Apache Flink: Advanced Stream Processing at Scale
Apache Flink provides advanced stream processing with sophisticated windowing and event-time handling. Learn its architecture, programming model, and use cases.
Apache Flink: Advanced Stream Processing at Scale
Kafka Streams handles filter, map, join, and aggregate. For simple pipelines, it is sufficient. But when you need sophisticated windowing, event-time processing with out-of-order data, or complex stateful computations across streams, you need something more powerful.
Apache Flink is a distributed processing engine for stateful computations over unbounded and bounded data streams. It runs on a cluster (YARN, Kubernetes, or standalone) and provides sophisticated windowing, event-time processing, and exactly-once guarantees across arbitrary data sources.
Flink’s Architecture
Flink follows the master-worker pattern. The JobManager is the master. It schedules tasks, coordinates checkpoints, and manages the distributed coordination. TaskManagers are the workers. They execute tasks and maintain state.
flowchart LR
subgraph JobManager[JobManager]
JM[JobManager]
CheckpointCoordinator[Checkpoint Coordinator]
end
subgraph TaskManagers[TaskManagers]
TM1[TaskManager 1]
TM2[TaskManager 2]
TM3[TaskManager 3]
end
CheckpointCoordinator -->|checkpoint barrier| TM1
CheckpointCoordinator -->|checkpoint barrier| TM2
CheckpointCoordinator -->|checkpoint barrier| TM3
Flink programs run as parallel stream processing jobs. Each operator runs as multiple parallel instances (subtasks), each processing a subset of the stream partitions.
DataStream API: The Foundation
Flink’s DataStream API is the low-level API for stream processing.

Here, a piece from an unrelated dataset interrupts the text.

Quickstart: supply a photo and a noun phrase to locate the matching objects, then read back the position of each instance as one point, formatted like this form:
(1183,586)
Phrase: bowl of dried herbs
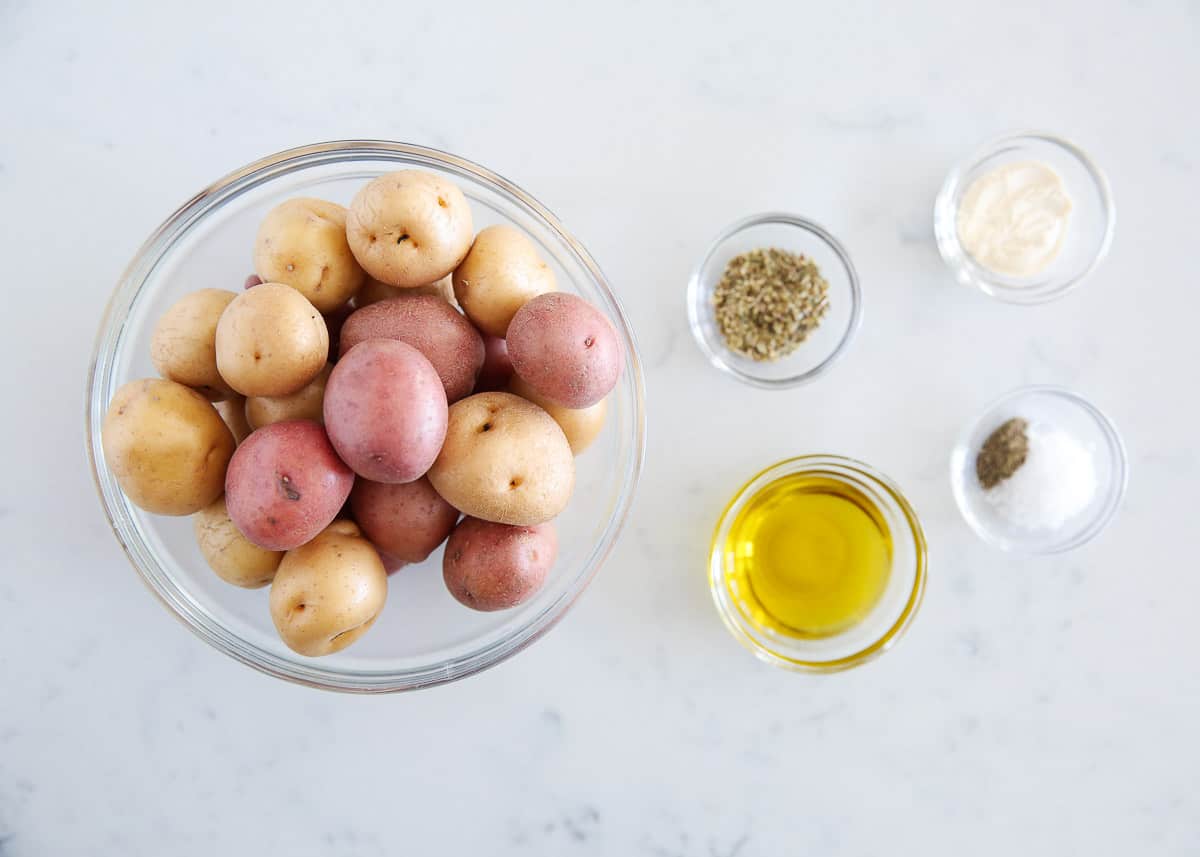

It provides fine-grained control over time, state, and watermarks.
import org.apache.flink.streaming.api.environment.StreamExecutionEnvironment;
import org.apache.flink.streaming.api.datastream.DataStream;
import org.apache.flink.streaming.api.functions.ProcessFunction;
import org.apache.flink.util.Collector;
public class EventProcessor {
public static void main(String[] args) throws Exception {
StreamExecutionEnvironment env =
StreamExecutionEnvironment.getExecutionEnvironment();
env.enableCheckpointing(10000); // Checkpoint every 10 seconds
env.getCheckpointConfig().setCheckpointStorage("s3://flink-checkpoints/");
DataStream<Event> events = env
.fromSource(
KafkaSource.<Event>builder()
.setBootstrapServers("kafka:9092")
.setTopics("events")
.setGroupId("flink-consumer")
.build(),
WatermarkStrategy
.<Event>forBoundedOutOfOrderness(Duration.ofSeconds(30))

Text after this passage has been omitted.